The Littleborough and Saddleworth by-election in July 1995, following the death of sitting Tory MP Geoffrey Dickens, proved a crucial battle between the forces of 'New Labour' (Peter Mandelson was campaign manager) and the Liberal Democrats in an area where the party had grown strong on the ground. Until that time New Labour appeared to be sweeping all before them. Mandelson branded Chris as the candidate who was 'High on Taxes' (he wanted to spend more on education) and 'Soft on Drugs' (he wanted a Royal Commission to review existing laws). Chris beat the Mandelson campaign by 1,993 votes with help from Liberal Democrats across the North West. The Tories were pushed into third place.


The Liberal Democrats' victory gave the party much enhanced national credibility and proved that where it was it was strong on the ground it was perfectly capable of beating the Conservatives. It also set the scene for discussions between Tony Blair and Paddy Ashdown about the 'project' for mutual cooperation.


Although Chris was a Member of Parliament for less than two years he spoke in the House on some 30 occasions, introduced four pieces of legislation and asked hundreds of questions.
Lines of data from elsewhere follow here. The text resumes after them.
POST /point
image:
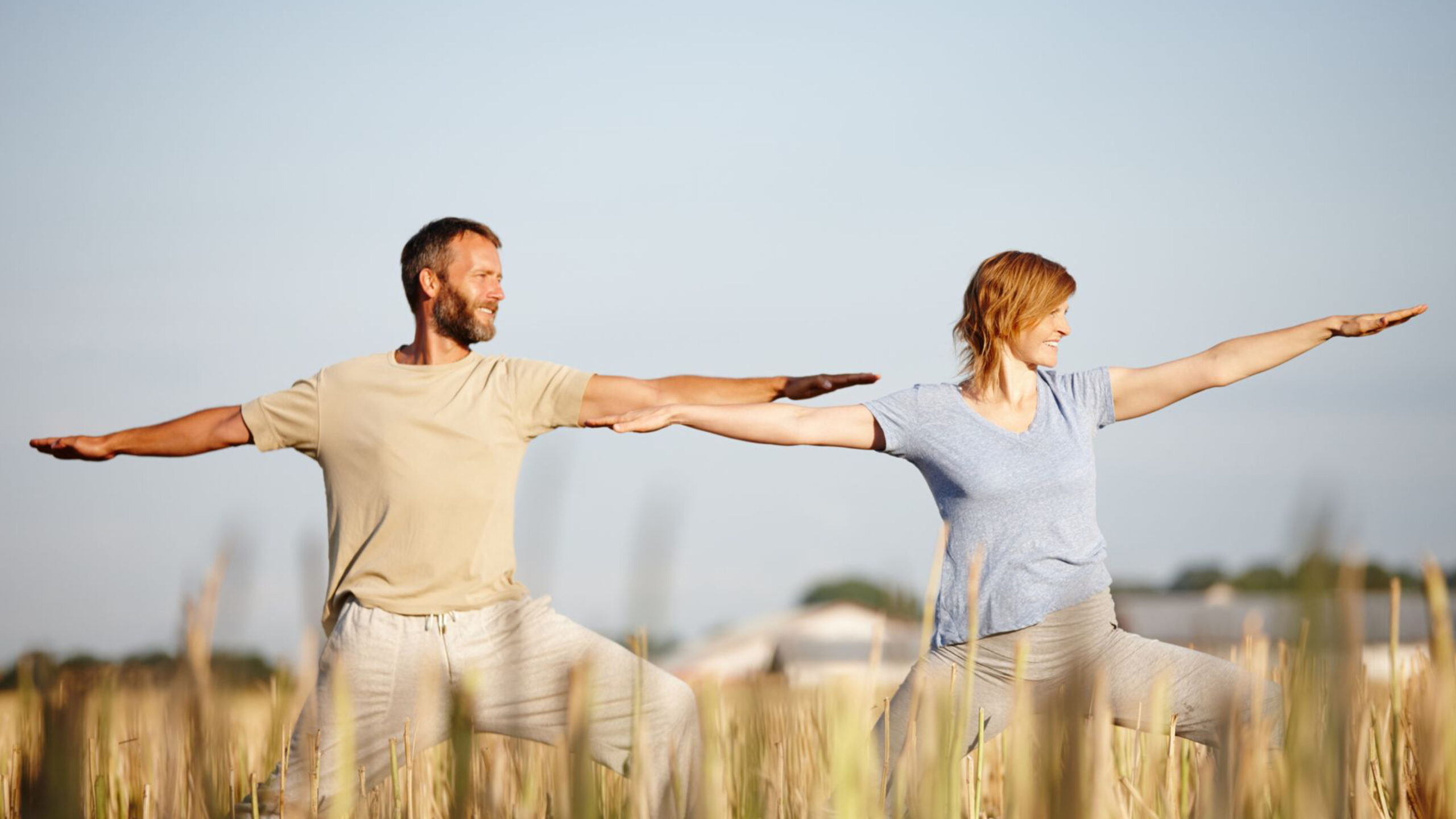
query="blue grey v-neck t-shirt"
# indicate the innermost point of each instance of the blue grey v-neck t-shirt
(1030, 499)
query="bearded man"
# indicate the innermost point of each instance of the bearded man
(420, 451)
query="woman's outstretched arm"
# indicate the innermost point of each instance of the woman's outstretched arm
(1148, 390)
(854, 426)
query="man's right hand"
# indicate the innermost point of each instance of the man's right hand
(190, 435)
(75, 448)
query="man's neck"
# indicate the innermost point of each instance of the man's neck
(430, 348)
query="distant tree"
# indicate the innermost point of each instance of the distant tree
(1197, 579)
(895, 602)
(1263, 577)
(1315, 573)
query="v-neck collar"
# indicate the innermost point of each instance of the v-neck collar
(1036, 417)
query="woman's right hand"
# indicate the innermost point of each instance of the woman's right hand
(646, 420)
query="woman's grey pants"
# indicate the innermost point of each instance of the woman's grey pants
(1079, 640)
(513, 659)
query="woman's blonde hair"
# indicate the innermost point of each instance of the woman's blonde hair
(1010, 293)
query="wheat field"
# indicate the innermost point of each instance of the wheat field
(97, 745)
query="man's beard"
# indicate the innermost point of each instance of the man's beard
(456, 320)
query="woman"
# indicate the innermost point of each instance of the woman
(1008, 455)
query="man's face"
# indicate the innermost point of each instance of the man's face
(469, 292)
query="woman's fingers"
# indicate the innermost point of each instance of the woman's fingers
(1372, 324)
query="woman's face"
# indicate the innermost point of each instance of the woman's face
(1037, 346)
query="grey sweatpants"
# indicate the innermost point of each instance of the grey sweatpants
(514, 659)
(1079, 640)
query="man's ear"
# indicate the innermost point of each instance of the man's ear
(428, 283)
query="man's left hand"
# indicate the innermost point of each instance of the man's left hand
(813, 387)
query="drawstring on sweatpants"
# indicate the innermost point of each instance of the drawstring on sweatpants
(439, 620)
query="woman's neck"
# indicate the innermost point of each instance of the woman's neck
(1017, 387)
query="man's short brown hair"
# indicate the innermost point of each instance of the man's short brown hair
(432, 248)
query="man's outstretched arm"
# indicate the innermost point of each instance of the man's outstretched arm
(190, 435)
(614, 395)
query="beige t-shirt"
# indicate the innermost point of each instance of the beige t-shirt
(420, 467)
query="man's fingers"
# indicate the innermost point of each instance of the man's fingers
(854, 379)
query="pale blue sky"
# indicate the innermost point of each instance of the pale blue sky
(201, 205)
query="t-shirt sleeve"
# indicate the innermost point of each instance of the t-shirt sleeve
(1091, 392)
(900, 417)
(545, 395)
(289, 417)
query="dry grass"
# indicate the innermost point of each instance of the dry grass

With a Government majority reduced to single figures his vote actually mattered, and he is pleased to have stood up for principles important to him.


In 1996 he voted against awarding himself and other MPs an increase in salary, and subsequently arranged that not a penny of the increase was paid into his pocket.


The Littleborough and Saddleworth seat disappeared through boundary changes in 1997. Chris fought the new Oldham East constituency but missed out by 3,389 votes.


Within weeks of the general election it was announced that the next European Parliament elections would be contested on a regional basis with MEPs elected through a voting method ensuring proportional representation. This provided Chris with the opportunity to represent the entire North West, and Liberal Democrat party members selected him to be their lead candidate the following year.


Chris was reselected by party members across the region to lead the Lib Dem list in the Euro elections of 2004 and 2009.